The care and treatment provided achieved positive outcomes for patients. Patients receiving end of life care received support from a multi-disciplinary end of life care team, which included a specialist palliative care team, consultants, GP’s, district nurses. In addition there was a full time social worker at Priscilla Bacon Lodge. In accordance with the Gold Standards Framework, multi-disciplinary team meetings took place weekly to ensure any changes to patients’ needs could be addressed promptly.
We saw evidence that end of life services monitored the performance of their treatment and care. Records were completed to a good standard and contained a clear pathway of care which described what the patient should expect at each stage of their treatment.
Community end of life services were caring. We observed positive interactions between staff and patients in their homes and in every unit we inspected Patients were treated with compassion and empathy. Throughout our inspection staff spoke with compassion, dignity and respect regarding the patients they cared for. We noted there was an apparent mutual respect amongst the staff.
All of the patients and relatives we spoke with told us that care was good. They were treated with respect and dignity and felt involved in their care and treatment. The specialist palliative care team supported people emotionally. The team had received training to enable them to support patients and families; they also delivered training to community staff.
The trusts palliative care service provided care for 652 patients during 2013/14. We found the service had a good understanding of the different needs of people it served. Services were planned, designed and delivered to meet those needs. We saw through advanced care planning, patients were able to dictate both their preferred place of care and preferred place of death. The trust monitored the performance of their end of life treatment and care service.
We saw numerous letters and cards expressing positive feedback from patients and relatives. Staff were aware of the trust’s policy for handling complaints and had received training in this area.
Staff told us there was active reflective practice and learning following complaints, for example, improvements had been made in facilitating timely patient discharge from hospital as a result of learning from a complaint.
The end of life service had a clear local vision to improve and develop high-quality end of life care. The increase in investment to support the implementation of seven day service supported this vision. Most staff were aware of the trust’s vision and strategy however this was not fully embedded amongst all the staff.
There was good leadership and support from local managers and most staff felt engaged with senior management. There was a positive culture in the service.
Risk management and quality assurance processes were in place at a local level.
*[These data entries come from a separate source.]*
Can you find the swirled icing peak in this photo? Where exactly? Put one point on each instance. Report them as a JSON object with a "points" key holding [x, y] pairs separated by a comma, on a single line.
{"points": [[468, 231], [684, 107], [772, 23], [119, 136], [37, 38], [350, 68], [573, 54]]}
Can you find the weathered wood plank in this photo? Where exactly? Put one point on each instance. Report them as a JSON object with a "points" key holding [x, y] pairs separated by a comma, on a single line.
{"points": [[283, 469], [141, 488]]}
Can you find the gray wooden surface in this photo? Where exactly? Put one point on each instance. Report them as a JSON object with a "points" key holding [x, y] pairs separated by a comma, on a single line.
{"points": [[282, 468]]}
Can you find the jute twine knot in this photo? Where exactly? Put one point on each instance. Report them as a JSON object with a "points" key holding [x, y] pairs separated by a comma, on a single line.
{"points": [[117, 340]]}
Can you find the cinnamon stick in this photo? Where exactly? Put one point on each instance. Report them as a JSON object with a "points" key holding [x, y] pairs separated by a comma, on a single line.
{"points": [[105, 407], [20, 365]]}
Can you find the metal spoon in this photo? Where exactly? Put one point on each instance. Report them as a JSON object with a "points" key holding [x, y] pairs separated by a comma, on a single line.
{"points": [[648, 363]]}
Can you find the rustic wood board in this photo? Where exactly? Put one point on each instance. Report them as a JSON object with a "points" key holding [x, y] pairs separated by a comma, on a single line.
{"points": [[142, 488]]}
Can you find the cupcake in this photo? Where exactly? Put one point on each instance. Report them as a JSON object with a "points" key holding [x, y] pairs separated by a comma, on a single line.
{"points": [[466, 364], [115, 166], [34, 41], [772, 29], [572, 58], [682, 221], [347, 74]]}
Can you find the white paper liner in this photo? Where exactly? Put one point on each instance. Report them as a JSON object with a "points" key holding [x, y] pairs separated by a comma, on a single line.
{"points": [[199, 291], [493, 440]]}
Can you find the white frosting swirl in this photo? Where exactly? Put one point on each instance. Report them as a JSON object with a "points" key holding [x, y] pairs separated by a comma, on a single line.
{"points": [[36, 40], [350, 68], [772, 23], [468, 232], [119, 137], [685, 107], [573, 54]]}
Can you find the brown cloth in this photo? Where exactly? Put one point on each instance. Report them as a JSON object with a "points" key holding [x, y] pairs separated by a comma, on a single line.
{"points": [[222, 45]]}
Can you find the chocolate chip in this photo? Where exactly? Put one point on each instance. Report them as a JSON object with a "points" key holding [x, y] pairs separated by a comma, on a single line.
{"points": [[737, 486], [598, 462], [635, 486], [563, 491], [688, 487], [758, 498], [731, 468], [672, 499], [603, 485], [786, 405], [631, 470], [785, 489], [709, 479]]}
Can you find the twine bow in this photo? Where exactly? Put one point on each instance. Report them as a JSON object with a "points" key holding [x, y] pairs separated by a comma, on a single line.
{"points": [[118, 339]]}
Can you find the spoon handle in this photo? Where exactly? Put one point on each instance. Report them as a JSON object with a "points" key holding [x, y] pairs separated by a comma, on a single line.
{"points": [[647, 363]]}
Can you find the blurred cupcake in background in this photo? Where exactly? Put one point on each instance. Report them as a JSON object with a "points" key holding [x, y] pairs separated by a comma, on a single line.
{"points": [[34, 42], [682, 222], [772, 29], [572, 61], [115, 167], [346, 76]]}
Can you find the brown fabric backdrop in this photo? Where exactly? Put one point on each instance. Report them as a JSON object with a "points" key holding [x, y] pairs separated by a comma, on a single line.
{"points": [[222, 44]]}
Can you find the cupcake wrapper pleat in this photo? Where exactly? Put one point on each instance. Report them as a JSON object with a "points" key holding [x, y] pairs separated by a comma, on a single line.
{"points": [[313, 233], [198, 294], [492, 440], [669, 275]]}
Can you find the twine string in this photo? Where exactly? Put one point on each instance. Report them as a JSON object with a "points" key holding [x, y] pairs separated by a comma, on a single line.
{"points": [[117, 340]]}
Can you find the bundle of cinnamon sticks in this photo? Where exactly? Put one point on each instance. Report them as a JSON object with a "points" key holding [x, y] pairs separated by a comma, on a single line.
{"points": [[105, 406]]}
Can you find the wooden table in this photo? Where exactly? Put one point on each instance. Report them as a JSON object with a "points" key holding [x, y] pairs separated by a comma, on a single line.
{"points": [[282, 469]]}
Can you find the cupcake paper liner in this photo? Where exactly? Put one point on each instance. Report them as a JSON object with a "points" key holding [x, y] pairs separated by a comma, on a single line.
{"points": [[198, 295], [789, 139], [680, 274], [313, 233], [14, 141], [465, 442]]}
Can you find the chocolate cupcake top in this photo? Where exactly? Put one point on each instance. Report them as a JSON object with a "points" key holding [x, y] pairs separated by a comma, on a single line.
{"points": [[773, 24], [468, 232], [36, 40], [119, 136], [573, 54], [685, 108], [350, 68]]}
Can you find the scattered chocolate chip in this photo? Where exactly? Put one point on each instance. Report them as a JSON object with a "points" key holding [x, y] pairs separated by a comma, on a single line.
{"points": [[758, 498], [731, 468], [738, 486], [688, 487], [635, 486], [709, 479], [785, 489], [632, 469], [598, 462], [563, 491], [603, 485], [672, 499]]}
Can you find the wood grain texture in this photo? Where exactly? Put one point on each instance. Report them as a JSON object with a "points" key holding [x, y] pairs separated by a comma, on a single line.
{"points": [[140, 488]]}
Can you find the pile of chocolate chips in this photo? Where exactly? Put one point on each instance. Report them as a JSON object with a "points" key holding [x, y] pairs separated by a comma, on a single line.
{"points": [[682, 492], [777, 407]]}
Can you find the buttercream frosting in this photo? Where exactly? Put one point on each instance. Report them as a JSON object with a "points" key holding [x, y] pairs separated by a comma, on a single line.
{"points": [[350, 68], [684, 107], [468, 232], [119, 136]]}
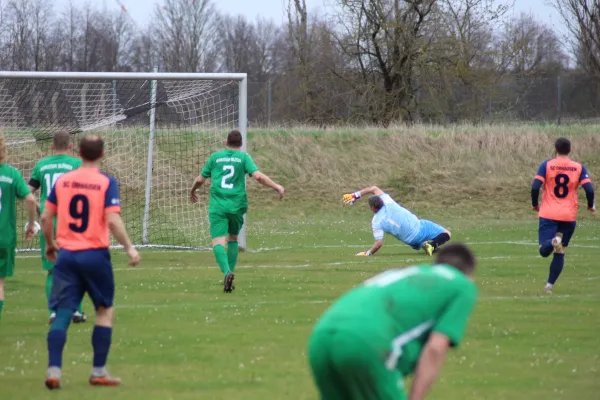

The end of life service held governance and patient safety meetings and records showed risks were escalated and included on risk registers and monitored each month. Local quality dashboards were also completed which showed how the service was performing against key quality indicators. We found managers were aware of the quality issues affecting their service and shared them with the staff.
Across all of community end of life services, staff consistently told us of their commitment to provide safe and caring services, and spoke positively about the care they delivered. At a local level all staff felt listened to and involved in changes within their team and spoke of regular involvement in staff meetings.